HTTP request sent, awaiting response... 200 OK
Length: 84125825 (80M) [application/x-gzip]
Saving to: ‘../data/aclImdb_v1.tar.gz’


2020-07-28 00:01:45 (20.0 MB/s) - ‘../data/aclImdb_v1.tar.gz’ saved [84125825/84125825]



## Step 2: Preparing and Processing the data

(1)The first few steps are the same as in the XGBoost example. To begin with, we will read in each of the reviews and combine them into a single input structure. Then, we will split the dataset into a training set and a testing set.

(2)Now that we've read the raw training and testing data from the downloaded dataset, we will combine the positive and negative reviews and shuffle the resulting records.

In [61]:
#  (1)
data, labels = read_imdb_data()
print("IMDB reviews: train = {} pos / {} neg, test = {} pos / {} neg".format(
            len(data['train']['pos']), len(data['train']['neg']),
            len(data['test']['pos']), len(data['test']['neg'])))
#  (2)
train_X, test_X, train_y, test_y = prepare_imdb_data(data, labels)
print("IMDb reviews (combined): train = {}, test = {}".format(len(train_X), len(test_X)))

#afeter:
# Preprocess all data
train_X, test_X, train_y, test_y = preprocess_data(train_X, test_X, train_y, test_y)

IMDB reviews: train = 12500 pos / 12500 neg, test = 12500 pos / 12500 neg
IMDb reviews (combined): train = 25000, test = 25000
Read preprocessed data from cache file: preprocessed_data.pkl


The first step in processing the reviews is to make sure that any html tags that appear should be removed. In addition we wish to tokenize our input, that way words such as *entertained* and *entertaining* are considered the same with regard to sentiment analysis.

The `review_to_words` method defined above uses `BeautifulSoup` to remove any html tags that appear and uses the `nltk` package to tokenize the reviews.

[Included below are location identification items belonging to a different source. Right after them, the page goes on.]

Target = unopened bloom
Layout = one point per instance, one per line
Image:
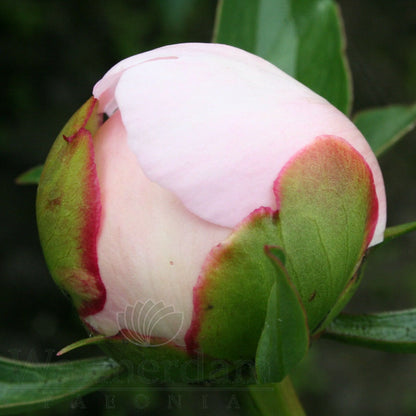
(208, 154)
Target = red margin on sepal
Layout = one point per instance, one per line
(213, 259)
(327, 145)
(91, 212)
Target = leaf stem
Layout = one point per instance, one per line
(277, 399)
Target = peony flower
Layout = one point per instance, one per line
(155, 220)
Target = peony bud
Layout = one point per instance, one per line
(155, 221)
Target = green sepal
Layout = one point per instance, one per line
(284, 340)
(231, 300)
(68, 210)
(387, 331)
(344, 298)
(383, 127)
(167, 364)
(328, 212)
(30, 177)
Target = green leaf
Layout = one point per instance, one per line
(284, 340)
(30, 177)
(304, 38)
(398, 230)
(383, 127)
(25, 386)
(388, 331)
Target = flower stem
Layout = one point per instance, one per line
(277, 399)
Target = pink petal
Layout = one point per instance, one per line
(150, 247)
(216, 125)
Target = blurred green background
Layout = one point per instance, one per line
(52, 53)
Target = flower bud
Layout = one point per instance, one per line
(155, 220)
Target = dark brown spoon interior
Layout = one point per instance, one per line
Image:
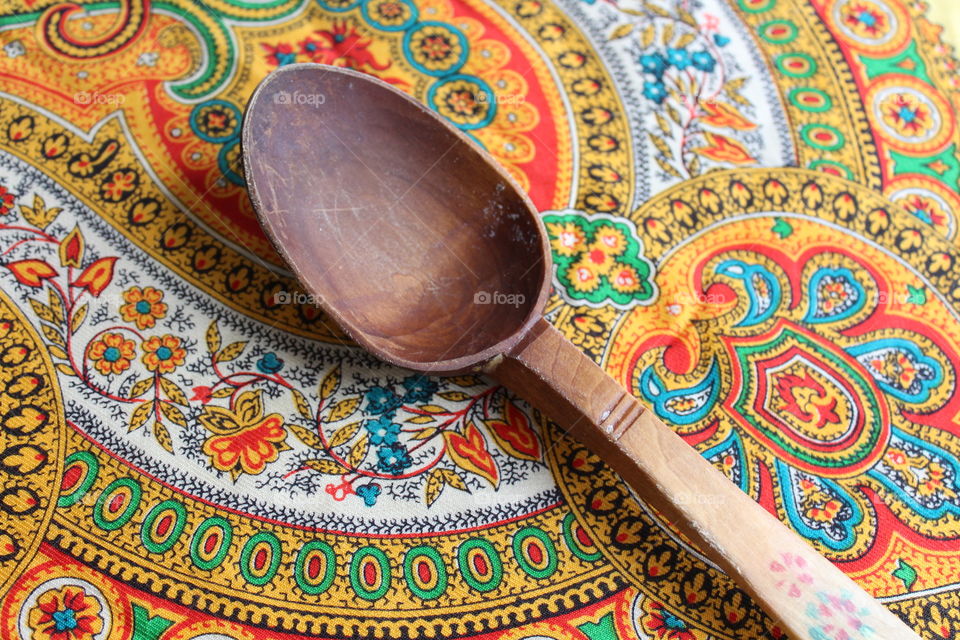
(408, 233)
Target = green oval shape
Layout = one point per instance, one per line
(128, 511)
(410, 572)
(304, 581)
(491, 560)
(145, 529)
(226, 536)
(550, 551)
(570, 537)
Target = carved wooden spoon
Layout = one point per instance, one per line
(429, 255)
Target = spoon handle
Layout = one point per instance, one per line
(805, 592)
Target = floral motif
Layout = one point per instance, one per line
(687, 80)
(340, 45)
(665, 625)
(112, 353)
(393, 459)
(382, 431)
(244, 440)
(865, 19)
(143, 306)
(66, 614)
(383, 401)
(821, 386)
(906, 114)
(163, 353)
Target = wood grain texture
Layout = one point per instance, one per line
(400, 226)
(785, 575)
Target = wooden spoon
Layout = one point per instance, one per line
(429, 255)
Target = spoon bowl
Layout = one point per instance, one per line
(412, 238)
(430, 256)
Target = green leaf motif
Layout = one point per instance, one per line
(599, 260)
(916, 295)
(782, 228)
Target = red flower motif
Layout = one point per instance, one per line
(6, 201)
(202, 394)
(65, 614)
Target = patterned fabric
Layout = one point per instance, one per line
(752, 207)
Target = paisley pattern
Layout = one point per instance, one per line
(752, 210)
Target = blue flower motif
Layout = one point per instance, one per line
(654, 63)
(393, 459)
(654, 91)
(679, 58)
(383, 401)
(382, 430)
(704, 61)
(269, 363)
(419, 388)
(369, 493)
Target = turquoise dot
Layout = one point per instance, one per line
(64, 620)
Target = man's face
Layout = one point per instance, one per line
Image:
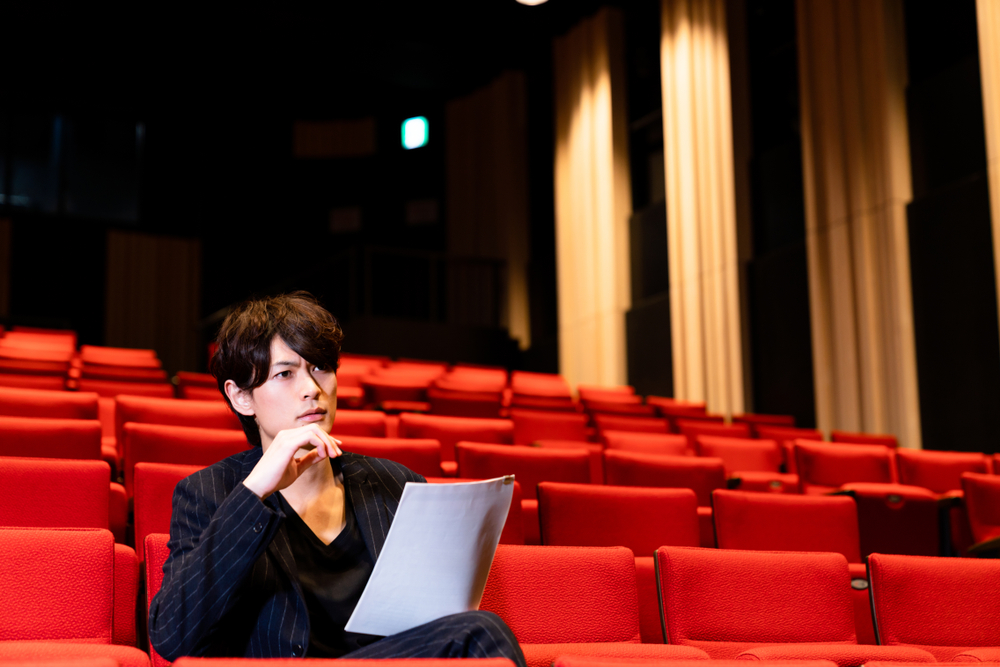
(294, 394)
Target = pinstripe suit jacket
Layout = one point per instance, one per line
(230, 586)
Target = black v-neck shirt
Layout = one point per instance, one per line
(332, 577)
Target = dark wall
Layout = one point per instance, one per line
(951, 246)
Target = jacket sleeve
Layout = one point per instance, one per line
(214, 542)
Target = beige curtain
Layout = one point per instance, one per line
(486, 146)
(701, 205)
(592, 199)
(154, 295)
(988, 20)
(4, 267)
(856, 165)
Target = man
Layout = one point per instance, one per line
(270, 549)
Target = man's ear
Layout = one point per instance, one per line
(241, 400)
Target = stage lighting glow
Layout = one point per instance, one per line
(415, 132)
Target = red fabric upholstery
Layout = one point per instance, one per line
(116, 388)
(843, 656)
(529, 465)
(940, 472)
(533, 425)
(896, 519)
(69, 654)
(943, 605)
(50, 438)
(146, 410)
(58, 585)
(156, 551)
(666, 444)
(725, 601)
(605, 422)
(823, 467)
(864, 438)
(682, 472)
(52, 493)
(26, 381)
(693, 428)
(154, 492)
(449, 430)
(48, 404)
(564, 594)
(767, 522)
(513, 528)
(366, 423)
(483, 404)
(420, 456)
(157, 443)
(126, 595)
(640, 519)
(741, 454)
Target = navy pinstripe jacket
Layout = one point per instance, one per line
(230, 587)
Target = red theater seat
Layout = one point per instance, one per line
(824, 467)
(765, 522)
(665, 444)
(605, 422)
(639, 519)
(943, 605)
(529, 465)
(62, 595)
(154, 492)
(156, 443)
(533, 425)
(864, 438)
(754, 604)
(366, 423)
(50, 438)
(756, 463)
(421, 456)
(982, 504)
(941, 472)
(449, 430)
(568, 601)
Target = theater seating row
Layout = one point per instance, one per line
(569, 601)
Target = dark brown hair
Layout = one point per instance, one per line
(244, 343)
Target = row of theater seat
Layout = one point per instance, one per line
(570, 601)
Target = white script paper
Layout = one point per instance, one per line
(436, 557)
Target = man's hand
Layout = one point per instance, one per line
(279, 467)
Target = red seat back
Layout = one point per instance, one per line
(58, 585)
(943, 605)
(682, 472)
(606, 422)
(156, 443)
(940, 472)
(366, 423)
(864, 438)
(742, 454)
(47, 404)
(529, 465)
(982, 503)
(602, 516)
(50, 438)
(154, 491)
(421, 456)
(823, 467)
(533, 425)
(52, 493)
(549, 595)
(725, 601)
(450, 430)
(173, 412)
(778, 522)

The method below applies the `review_to_words` method to each of the reviews in the training and testing datasets. In addition it caches the results. This is because performing this processing step can take a long time. This way if you are unable to complete the notebook in the current session, you can come back without needing to process the data a second time.

## Transform the data

In [62]:
word_dict = build_dict(train_X)

### Save `word_dict` and Transform the reviews

Later on when we construct an endpoint which processes a submitted review we will need to make use of the `word_dict` which we have created. As such, we will save it to a file now for future use.

In [63]:
data_dir = '../data/pytorch' # The folder we will use for storing data
if not os.path.exists(data_dir): # Make sure that the folder exists
    os.makedirs(data_dir)
#    
with open(os.path.join(data_dir, 'word_dict.pkl'), "wb") as f:
    pickle.dump(word_dict, f)

#transform    
train_X, train_X_len = convert_and_pad_data(word_dict, train_X)
test_X, test_X_len = convert_and_pad_data(word_dict, test_X)

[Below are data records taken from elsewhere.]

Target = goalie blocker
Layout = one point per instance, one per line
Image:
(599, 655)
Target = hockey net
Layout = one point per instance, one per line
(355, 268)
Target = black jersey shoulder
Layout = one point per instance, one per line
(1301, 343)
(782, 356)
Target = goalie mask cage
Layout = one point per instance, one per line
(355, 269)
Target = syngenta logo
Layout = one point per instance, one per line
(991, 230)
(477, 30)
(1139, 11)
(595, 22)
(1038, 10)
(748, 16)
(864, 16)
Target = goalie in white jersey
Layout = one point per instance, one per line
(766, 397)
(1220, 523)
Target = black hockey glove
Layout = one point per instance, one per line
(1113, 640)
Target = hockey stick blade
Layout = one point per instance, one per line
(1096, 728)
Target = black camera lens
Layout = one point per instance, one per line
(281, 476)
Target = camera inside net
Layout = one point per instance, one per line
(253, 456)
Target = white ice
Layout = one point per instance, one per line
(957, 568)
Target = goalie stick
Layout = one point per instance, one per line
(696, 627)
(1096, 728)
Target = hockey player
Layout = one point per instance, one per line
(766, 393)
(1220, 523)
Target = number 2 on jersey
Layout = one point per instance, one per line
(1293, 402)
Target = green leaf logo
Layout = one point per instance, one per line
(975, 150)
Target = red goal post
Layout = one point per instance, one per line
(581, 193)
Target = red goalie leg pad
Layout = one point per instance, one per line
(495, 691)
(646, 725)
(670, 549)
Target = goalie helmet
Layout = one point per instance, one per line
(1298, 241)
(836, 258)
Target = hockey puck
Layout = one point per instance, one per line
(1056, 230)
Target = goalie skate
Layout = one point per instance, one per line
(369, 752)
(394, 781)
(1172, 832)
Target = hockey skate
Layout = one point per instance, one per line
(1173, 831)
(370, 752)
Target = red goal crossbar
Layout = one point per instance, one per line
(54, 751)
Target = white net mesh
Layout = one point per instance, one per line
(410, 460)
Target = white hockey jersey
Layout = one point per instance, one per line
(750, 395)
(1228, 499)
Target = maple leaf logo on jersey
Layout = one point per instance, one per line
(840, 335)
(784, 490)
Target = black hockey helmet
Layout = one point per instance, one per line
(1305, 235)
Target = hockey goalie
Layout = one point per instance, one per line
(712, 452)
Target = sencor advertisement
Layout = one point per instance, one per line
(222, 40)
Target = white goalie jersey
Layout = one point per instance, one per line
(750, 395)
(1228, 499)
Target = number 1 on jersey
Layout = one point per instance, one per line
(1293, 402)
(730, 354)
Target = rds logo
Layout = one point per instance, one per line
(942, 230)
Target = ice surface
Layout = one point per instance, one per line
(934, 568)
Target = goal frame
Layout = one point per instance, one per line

## Step 3: Upload the data to S3
### (1)Save the processed training dataset locally

It is important to note the format of the data that we are saving as we will need to know it when we write the training code. In our case, each row of the dataset has the form `label`, `length`, `review[500]` where `review[500]` is a sequence of `500` integers representing the words in the review.

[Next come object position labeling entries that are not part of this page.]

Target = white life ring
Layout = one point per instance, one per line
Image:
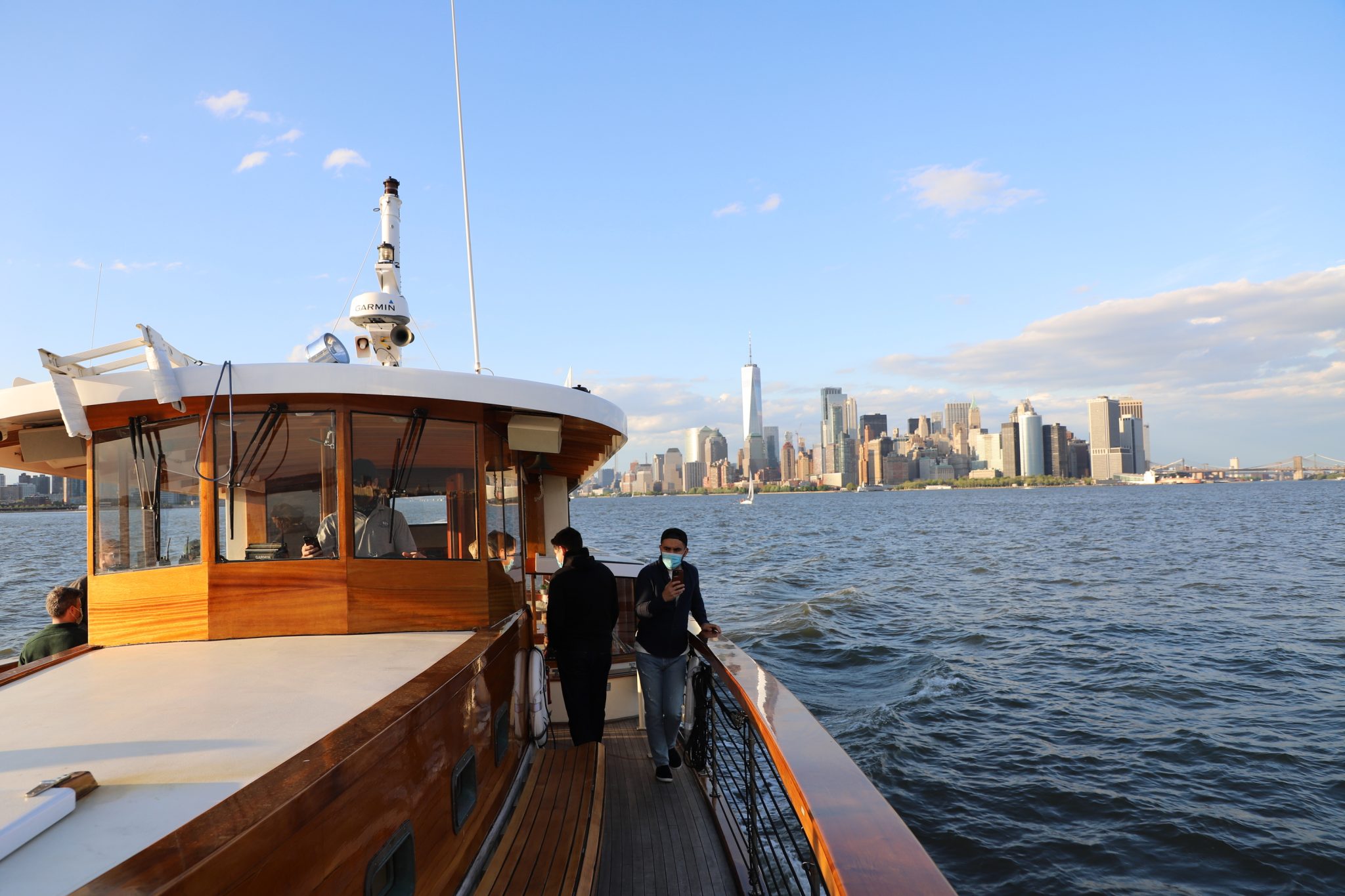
(537, 712)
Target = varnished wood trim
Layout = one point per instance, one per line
(46, 662)
(860, 842)
(225, 845)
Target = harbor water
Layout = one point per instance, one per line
(1061, 691)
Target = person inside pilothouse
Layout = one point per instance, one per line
(380, 531)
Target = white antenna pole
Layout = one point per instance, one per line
(97, 295)
(467, 215)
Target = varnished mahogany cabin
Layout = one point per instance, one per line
(264, 721)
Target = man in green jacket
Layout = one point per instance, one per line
(66, 612)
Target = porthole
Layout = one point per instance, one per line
(391, 872)
(464, 789)
(500, 735)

### (2)Uploading the training data


Next, we need to upload the training data to the SageMaker default S3 bucket so that we can provide access to it while training our model.

In [64]:
#       (1)
pd.concat([pd.DataFrame(train_y), pd.DataFrame(train_X_len), pd.DataFrame(train_X)], axis=1) \
        .to_csv(os.path.join(data_dir, 'train.csv'), header=False, index=False)
####################################################################################################

#       (2)
input_data = sagemaker_session.upload_data(path=data_dir, bucket=bucket, key_prefix=prefix)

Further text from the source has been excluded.